“This is so you will shut up and stop talking nonsense on the radio,” Sandoval Braga Junior was told by the two gunmen who burst into his studio on 21 September and pinned him to the ground. They then shot him in the leg, shattering his tibia, and left.
The manager of Radio União FM in Jaguaruana, a small town of 30,000 habitants in Ceará, and head of the Ceará State Radio and TV Association (ACERT), Braga Junior often criticizes the local authorities and Ceará’s politicians during the radio programmes he hosts
He underwent an operation for the gunshot injury to his leg and is now out of danger. But three of the four other radio show hosts to be the targets of shooting attacks this year – Marlon Carvalho, Jefferson Pureza and Jairo Sousa – were killed. The fourth, Hamilton Alves, miraculously escaped an attack in the northern state of Rondônia in April.

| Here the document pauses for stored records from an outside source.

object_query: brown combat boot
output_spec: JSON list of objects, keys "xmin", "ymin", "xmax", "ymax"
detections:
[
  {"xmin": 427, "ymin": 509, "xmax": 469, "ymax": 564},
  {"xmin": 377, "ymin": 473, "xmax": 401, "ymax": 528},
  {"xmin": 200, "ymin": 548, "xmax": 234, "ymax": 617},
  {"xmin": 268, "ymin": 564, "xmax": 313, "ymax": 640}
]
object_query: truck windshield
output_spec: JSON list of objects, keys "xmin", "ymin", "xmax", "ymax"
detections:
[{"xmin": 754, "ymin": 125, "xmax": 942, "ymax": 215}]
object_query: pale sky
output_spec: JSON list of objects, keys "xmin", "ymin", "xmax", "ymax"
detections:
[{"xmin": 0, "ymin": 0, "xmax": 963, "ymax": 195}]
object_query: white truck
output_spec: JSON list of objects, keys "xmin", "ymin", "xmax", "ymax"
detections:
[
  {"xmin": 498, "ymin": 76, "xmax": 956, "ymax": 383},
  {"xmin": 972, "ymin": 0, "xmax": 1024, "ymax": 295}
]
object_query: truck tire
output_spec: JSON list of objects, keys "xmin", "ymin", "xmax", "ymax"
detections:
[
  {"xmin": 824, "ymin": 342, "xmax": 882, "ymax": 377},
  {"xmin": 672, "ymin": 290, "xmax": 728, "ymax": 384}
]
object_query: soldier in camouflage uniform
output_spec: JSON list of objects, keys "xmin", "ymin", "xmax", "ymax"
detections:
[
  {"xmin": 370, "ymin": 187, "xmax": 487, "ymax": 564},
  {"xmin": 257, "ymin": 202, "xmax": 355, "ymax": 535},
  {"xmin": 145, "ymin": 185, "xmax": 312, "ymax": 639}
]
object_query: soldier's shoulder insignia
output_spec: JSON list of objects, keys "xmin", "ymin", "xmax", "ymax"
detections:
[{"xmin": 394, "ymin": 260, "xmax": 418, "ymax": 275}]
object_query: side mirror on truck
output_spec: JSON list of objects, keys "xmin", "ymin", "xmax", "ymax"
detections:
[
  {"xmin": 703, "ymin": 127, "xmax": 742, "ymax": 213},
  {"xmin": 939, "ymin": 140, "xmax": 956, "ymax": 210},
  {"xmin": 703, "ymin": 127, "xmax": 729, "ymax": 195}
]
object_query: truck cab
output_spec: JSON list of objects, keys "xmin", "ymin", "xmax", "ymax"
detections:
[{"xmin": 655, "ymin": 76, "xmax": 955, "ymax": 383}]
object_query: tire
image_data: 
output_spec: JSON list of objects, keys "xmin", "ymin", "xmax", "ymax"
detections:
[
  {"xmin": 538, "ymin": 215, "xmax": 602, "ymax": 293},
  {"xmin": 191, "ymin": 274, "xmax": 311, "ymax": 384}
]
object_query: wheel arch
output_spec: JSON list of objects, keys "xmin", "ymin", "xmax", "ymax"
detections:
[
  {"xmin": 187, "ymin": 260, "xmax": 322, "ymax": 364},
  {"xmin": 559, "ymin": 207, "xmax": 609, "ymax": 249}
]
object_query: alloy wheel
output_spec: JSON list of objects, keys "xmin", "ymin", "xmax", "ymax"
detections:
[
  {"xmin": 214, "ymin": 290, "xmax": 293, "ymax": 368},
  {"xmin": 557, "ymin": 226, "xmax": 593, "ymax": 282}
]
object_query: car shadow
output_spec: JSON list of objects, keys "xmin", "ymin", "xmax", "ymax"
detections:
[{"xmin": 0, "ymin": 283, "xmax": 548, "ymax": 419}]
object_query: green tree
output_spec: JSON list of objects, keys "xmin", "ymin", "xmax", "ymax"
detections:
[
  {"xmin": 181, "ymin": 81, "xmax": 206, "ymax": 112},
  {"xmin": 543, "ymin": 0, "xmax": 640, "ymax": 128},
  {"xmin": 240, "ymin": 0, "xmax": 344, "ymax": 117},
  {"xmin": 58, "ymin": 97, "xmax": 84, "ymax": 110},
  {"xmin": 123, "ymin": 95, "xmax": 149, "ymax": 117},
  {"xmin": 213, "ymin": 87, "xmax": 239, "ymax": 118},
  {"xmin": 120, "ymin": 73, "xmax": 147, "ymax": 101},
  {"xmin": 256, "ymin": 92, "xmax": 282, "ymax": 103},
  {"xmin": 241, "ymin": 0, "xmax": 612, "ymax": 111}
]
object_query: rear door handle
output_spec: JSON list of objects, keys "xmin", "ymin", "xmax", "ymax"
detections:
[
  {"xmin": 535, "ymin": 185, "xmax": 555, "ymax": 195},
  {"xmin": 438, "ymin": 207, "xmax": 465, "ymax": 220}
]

“Three radio presenters have already been murdered this year in Brazil and two others have narrowly escaped death,” said Emmanuel Colombié, the head of RSF’s Latin America bureau.
“How many other journalists will have to be gunned down in cold blood or physically attacked before the local and federal authorities realize that this kind of violence is unacceptable in a democracy? Action by the authorities is all the more urgent because of the upcoming general elections. The attack on Sandoval Braga Junior and the previous attacks must not go unpunished.”
Local radio stations play a key role in Brazil, especially in small and mid-sized towns in the interior, where they are a popular source of news – often the only one – about local politics and the activities of local authorities.
The journalists who host these popular radio shows are often described as “polemical.” As well as being exposed to this kind of attack, they are also often threatened and subjected to intimidation campaigns, which tend to become more frequent in the run-up to elections. The polling for Brazil’s next general elections is due to take place on 8 and 28 October.
Brazil is ranked 102nd out of 180 countries in RSF’s 2018 World Press Freedom Index.